I confess that I am no scholar of religion, but these remarks prompted me to think about the intersection of politics and religious belief. That crossroad here in Kansas has been particularly busy. The current struggles over taxation, school finance, public assistance and support of people on the lower end of the socioeconomic distribution, and the general debate over government involvement in health care all publicly display religious overtones. Among our conservative elected officials the most common set of religious values influencing their political arguments and judgments are those of the Calvinist tradition.
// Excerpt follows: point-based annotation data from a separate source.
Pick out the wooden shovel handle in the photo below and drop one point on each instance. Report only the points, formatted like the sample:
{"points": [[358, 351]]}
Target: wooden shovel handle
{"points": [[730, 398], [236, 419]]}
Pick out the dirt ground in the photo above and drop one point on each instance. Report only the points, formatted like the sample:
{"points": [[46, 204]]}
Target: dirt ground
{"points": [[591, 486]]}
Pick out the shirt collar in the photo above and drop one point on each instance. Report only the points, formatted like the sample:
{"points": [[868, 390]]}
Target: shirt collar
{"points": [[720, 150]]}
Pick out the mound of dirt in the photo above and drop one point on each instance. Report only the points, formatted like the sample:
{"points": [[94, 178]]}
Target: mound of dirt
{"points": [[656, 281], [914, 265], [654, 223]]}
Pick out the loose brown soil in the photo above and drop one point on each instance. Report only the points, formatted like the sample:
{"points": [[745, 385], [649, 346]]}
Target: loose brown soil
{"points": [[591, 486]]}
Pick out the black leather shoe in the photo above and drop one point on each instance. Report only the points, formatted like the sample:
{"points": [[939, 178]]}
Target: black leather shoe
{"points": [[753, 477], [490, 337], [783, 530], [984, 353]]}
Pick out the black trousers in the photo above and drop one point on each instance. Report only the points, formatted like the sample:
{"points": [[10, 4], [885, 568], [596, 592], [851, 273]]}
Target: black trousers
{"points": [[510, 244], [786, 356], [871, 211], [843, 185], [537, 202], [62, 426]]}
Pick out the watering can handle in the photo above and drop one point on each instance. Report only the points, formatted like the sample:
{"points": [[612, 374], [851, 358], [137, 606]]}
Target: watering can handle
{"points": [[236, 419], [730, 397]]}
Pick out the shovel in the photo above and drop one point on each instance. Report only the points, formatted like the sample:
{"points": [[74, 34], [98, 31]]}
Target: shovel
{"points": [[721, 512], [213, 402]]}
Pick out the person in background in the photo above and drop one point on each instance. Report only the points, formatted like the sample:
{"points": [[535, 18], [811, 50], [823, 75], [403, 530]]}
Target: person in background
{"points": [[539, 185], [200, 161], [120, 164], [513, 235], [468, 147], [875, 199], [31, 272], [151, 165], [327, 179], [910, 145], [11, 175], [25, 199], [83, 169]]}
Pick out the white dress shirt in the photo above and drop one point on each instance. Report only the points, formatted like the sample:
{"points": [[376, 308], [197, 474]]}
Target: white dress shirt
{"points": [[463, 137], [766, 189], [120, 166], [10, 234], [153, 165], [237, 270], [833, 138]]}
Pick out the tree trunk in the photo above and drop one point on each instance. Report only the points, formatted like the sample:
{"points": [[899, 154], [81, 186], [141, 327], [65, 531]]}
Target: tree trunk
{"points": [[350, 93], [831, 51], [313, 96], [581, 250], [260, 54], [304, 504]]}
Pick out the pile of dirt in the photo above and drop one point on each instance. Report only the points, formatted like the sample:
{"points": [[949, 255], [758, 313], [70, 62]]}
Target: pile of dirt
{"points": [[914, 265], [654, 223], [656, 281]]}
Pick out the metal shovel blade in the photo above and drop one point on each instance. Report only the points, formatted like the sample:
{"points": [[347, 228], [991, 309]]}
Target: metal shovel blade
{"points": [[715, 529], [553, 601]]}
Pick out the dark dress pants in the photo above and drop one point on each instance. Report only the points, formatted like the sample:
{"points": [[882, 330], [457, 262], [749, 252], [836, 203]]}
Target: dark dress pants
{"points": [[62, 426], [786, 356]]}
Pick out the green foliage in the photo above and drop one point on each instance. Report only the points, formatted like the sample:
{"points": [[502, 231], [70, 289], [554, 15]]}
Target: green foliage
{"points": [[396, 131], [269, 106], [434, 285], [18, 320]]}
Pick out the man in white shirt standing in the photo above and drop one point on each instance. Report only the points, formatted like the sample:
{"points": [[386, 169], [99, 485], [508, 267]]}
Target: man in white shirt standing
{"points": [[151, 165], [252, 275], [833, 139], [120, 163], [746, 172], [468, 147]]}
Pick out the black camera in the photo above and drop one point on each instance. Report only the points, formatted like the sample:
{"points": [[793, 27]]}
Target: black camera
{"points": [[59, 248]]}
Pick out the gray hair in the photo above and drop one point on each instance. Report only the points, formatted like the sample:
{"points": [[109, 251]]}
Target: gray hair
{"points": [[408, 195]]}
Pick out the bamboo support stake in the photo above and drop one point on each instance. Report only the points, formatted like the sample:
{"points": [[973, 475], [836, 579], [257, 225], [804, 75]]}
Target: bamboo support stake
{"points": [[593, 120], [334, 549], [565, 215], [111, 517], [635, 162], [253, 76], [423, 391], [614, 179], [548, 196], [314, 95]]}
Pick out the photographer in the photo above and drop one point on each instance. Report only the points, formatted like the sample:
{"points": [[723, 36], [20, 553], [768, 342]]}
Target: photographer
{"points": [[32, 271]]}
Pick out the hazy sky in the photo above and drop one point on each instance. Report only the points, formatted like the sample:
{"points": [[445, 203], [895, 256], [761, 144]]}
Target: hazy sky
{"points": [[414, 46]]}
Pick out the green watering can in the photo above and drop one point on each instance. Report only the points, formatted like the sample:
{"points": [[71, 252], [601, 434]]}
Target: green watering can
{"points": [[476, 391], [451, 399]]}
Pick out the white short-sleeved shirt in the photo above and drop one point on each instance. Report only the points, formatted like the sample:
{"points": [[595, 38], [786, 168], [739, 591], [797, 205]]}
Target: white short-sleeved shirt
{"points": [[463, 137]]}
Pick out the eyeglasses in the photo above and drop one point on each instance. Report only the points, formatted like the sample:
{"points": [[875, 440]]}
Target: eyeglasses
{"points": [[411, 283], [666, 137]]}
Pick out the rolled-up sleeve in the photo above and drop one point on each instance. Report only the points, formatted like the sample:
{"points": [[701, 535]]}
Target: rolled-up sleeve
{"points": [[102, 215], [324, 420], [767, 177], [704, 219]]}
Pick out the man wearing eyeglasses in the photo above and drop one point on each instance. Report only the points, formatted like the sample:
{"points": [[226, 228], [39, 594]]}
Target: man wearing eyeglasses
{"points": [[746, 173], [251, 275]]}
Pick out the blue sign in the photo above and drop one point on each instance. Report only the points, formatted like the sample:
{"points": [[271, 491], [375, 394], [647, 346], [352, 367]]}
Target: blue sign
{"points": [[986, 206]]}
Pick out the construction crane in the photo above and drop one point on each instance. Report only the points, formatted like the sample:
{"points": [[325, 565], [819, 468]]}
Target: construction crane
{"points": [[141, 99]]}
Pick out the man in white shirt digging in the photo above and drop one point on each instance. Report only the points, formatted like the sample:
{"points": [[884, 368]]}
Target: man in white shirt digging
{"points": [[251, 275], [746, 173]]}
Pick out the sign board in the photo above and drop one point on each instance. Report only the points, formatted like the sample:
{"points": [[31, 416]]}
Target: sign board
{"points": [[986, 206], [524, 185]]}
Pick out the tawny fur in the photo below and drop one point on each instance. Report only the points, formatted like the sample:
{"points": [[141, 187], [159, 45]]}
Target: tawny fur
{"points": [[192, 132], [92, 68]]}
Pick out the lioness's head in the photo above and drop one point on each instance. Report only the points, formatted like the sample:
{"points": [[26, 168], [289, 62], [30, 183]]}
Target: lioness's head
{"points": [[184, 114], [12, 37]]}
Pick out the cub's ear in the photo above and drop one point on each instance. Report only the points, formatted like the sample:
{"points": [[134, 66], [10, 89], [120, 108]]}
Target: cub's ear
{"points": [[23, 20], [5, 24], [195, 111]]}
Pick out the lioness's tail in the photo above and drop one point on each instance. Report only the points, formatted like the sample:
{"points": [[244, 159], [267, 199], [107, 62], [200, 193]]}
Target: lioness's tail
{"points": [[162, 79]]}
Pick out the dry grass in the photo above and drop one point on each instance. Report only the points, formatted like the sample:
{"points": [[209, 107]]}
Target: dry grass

Central to the teachings of John Calvin are pre-ordination and the concept of The Elect. The Elect are people pre-determined to join God in the heavenly hereafter and they are known and recognized in this secular life by their material well-being, good health, virtuous lives and charitable inclinations. Since Calvin taught that nothing mortal man can do will alter the fate determined by God, and God would not waste his blessing on the unvirtuous, all those who lived less virtuous, unsuccessful and poorer lives are clearly not The Elect and are doomed to damnation in the afterlife.

It seems to me that the remainder, the “Unelect,” are now living in the unenviable circumstance of being ruled by these folks who believe they are members of The Elect with elections to validate their status. I don’t know if Calvin was right. Like so many prophets before and since, he’s failed to provide us with an update on his circumstances. But I do believe that the effects of this moral certitude are pernicious. We may not all make it to the heavenly hereafter, but in the here and now there is plenty of both scientific and spiritual evidence to suggest that the whole herd benefits in this life from improving the life prospects for the least of us. Using fate and politics to assign personal fault to the few and exonerate our superior selves from a collective responsibility to assist, support and uplift the impoverished and the less able is both inhumane and damned un-Christian.

— Mark Peterson teaches political science at the college level in Topeka.